Thursday, June 28, 2012

Eurozone Redux

I’ve been absent for two good reasons.  The first is that political events are unfolding at too rapid a rate to make any sensible comment that would last more than a few hours.  Reading other blogs which vainly attempt to prognosticate, let alone to analyze, the collapse of the Euro, Syria’s seemingly unending nightmare, fear mongering, obstructionist Republicans in the US, the mess that is Egypt, Turkey’s coming of age, Russia’s desperate struggle to keep old ties afloat while deliberately alienating the West, etc. etc., I decided the task was not only fruitless, but rather stupid.  So I’ve watched al Jazeera and waited.  The second reason is that I’m busy.
Nevertheless, with yet another “final” Euro summit underway the time seems appropriate to re-address the unraveling of the Eurozone. 
At the crux, of course, is Greece.  The election of the centrist coalition solved nothing,  If the left had won, Germany’s bluff would have been called.

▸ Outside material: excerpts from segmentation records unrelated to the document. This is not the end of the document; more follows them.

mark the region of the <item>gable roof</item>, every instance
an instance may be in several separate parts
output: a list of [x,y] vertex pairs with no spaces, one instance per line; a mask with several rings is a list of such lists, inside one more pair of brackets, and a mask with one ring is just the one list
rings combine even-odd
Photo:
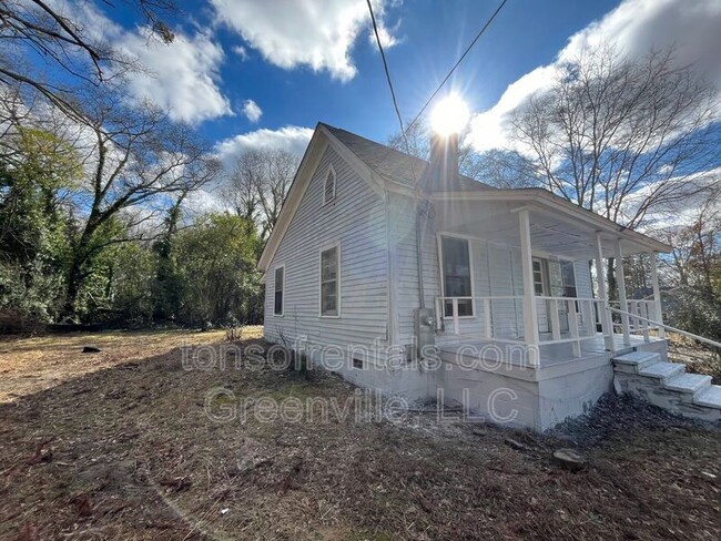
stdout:
[[[319,126],[325,127],[331,134],[353,152],[363,163],[373,170],[386,182],[402,184],[415,188],[418,181],[430,173],[430,163],[416,156],[397,151],[369,139],[362,137],[341,127],[335,127],[323,122]],[[431,181],[437,180],[436,175]],[[448,186],[430,186],[431,192],[476,192],[496,188],[475,181],[466,175],[458,175]]]
[[[465,175],[458,175],[449,185],[439,185],[429,162],[412,156],[375,141],[362,137],[355,133],[318,122],[305,150],[291,188],[281,207],[281,214],[273,227],[270,238],[258,261],[258,268],[263,272],[275,255],[275,251],[285,235],[293,215],[297,210],[303,195],[311,182],[311,177],[318,164],[322,152],[332,146],[348,165],[355,170],[362,180],[377,193],[383,194],[385,188],[393,186],[406,192],[415,190],[417,183],[425,178],[426,188],[434,198],[449,200],[488,200],[488,201],[519,201],[537,203],[555,207],[571,214],[575,217],[595,223],[599,231],[630,236],[642,245],[656,252],[670,252],[671,247],[642,233],[626,229],[616,222],[605,218],[591,211],[567,201],[544,188],[512,188],[499,190],[483,182],[475,181]],[[430,180],[430,183],[427,181]],[[473,193],[471,193],[473,192]]]

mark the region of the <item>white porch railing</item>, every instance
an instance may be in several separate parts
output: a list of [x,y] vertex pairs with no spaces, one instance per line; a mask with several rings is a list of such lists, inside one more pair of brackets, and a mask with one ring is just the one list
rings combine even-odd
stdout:
[[[537,310],[545,306],[548,321],[548,331],[544,329],[540,333],[541,345],[571,343],[575,355],[580,356],[581,341],[597,338],[606,309],[602,299],[544,296],[536,296],[535,299]],[[459,314],[460,303],[470,303],[471,315]],[[521,295],[437,297],[436,326],[445,329],[446,321],[449,321],[450,331],[455,335],[525,344],[522,303]],[[471,323],[465,323],[466,320]]]
[[623,326],[628,320],[628,333],[640,334],[644,341],[650,340],[649,330],[662,331],[663,325],[661,314],[658,314],[656,300],[631,298],[626,302],[626,308],[620,300],[611,300],[609,306],[613,308],[613,330],[623,334]]

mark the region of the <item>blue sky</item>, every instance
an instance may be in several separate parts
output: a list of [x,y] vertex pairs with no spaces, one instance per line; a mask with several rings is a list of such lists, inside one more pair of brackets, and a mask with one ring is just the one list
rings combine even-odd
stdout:
[[[128,95],[192,124],[230,163],[246,147],[302,152],[316,122],[385,142],[398,131],[365,0],[179,0],[170,45],[136,13],[92,0],[87,30],[139,58]],[[402,114],[416,115],[500,0],[373,0]],[[719,0],[508,0],[448,90],[460,92],[480,151],[504,146],[506,114],[548,83],[559,59],[610,42],[629,55],[680,47],[721,82]]]

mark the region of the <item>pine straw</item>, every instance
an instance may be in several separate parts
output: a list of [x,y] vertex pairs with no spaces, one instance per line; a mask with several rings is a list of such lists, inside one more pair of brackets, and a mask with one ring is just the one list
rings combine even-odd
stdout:
[[[174,350],[19,397],[0,406],[0,538],[721,537],[721,433],[631,401],[537,436],[427,415],[217,423],[204,415],[217,386],[341,402],[355,390],[321,372],[186,371]],[[560,437],[586,471],[551,466]]]

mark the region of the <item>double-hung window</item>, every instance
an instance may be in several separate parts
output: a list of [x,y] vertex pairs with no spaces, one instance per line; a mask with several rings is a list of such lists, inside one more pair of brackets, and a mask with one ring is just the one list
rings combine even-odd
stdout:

But, unfortunately now that particular scenario has been delayed.  In the lottery for the dubious honour of becoming Greece’s Finance Minister so that the Germans could kick him and solutions down the road, Yannis Stournaras won.  He was there in 1994 to negotiate Greece’s entry into the Eurozone.  He may well be there on its exit.
Minister Stournaras only has a couple of moves before disintegration.  Will they happen and will Germany accede?  No.  But, anyway, official time for Europe has expired and we’re now in the first overtime.  Yannis Stournaris must resist the pressure to buy more time by extending the bailout, which will only produce more debt which will be paid to German banks in the end.  Don’t extend the bankruptcy. Call the German bluff.  Get a deal from Europe.
Keep in mind that all the bailout funds masterminded by the Germans are nothing more than payments to the banks, not to the Greek people.  Furthermore, much of the bailout goes to allow Greek banks pay German and other European banks for loans that should never have been made.  Greece’s sovereign debt problem is not being addressed and won’t be until Germany is forced into a position where it can no longer dictate its austerity program for others while maintaining its competitive advantages that were deliberately structured into the Eurozone system.  Money that re-capitalized Greek banks should not be part of the national debt – that releases a bunch of Euro’s, by the way.  Let the European Financial Stability Facility own the banks and do with them what they need to do. 
Everyone, including the Germans, are now talking about a growth strategy.  Well, let’s say growth returns in one or two years.  Until that time there should be no payments required on the loans.  After growth begins to appear, payments can be resumed with a ratio pegged to growth. 
To be clear, I don’t think any of this will happen as Germany, and Germans, seem to forget that their growth is dependent on buyers and as usual are forgetting that their economic strength lies only in exports. Losing buyers in Europe by sticking to an inane austerity policy is just plain stupid.  What they are doing is saving the banks and abandoning the people.
What Germans and the German government refuse to admit is that the Euro ship and its economies are sinking fast and, like the Titanic, it will take down the wealthy and the poor, those who are industrious and those who are not.  Their attitude and solutions are Hooveresque without the quaintness. He and his government, in response to a rapidly disintegrating economy in the US, moved rapidly to reduce government expenditure, and cut wages. He was an idiot then and Merkel and company are the idiots today.
Finally, and what makes the Eurozone almost problematic at this point, is that Chancellor Merkel wants to create a German Europe; every nation should  live, work and apply its governance according to German rulebooks.
Merkel and many (if not most) Germans have an annoying tendency to patronize the southern tier, telling them to “do their homework” for example, so that they can all become good little Germans.  This is nothing more than a tool to bring all of Europe under German leadership.  The word “rule” might be too harsh. Maybe.  However, this makes Germany a threat to the Eurozone and Europe – not Greece, Italy, Spain or Ireland.  So everyone else in Europe needs to decide if they want to live under German leadership or resist.
Merkel keeps saying that she and Germany will do whatever it takes to save the euro; except that every plan presented by others has been vetoed to satisfy German voters, German banks and the German press. Oh, and yes, national interests.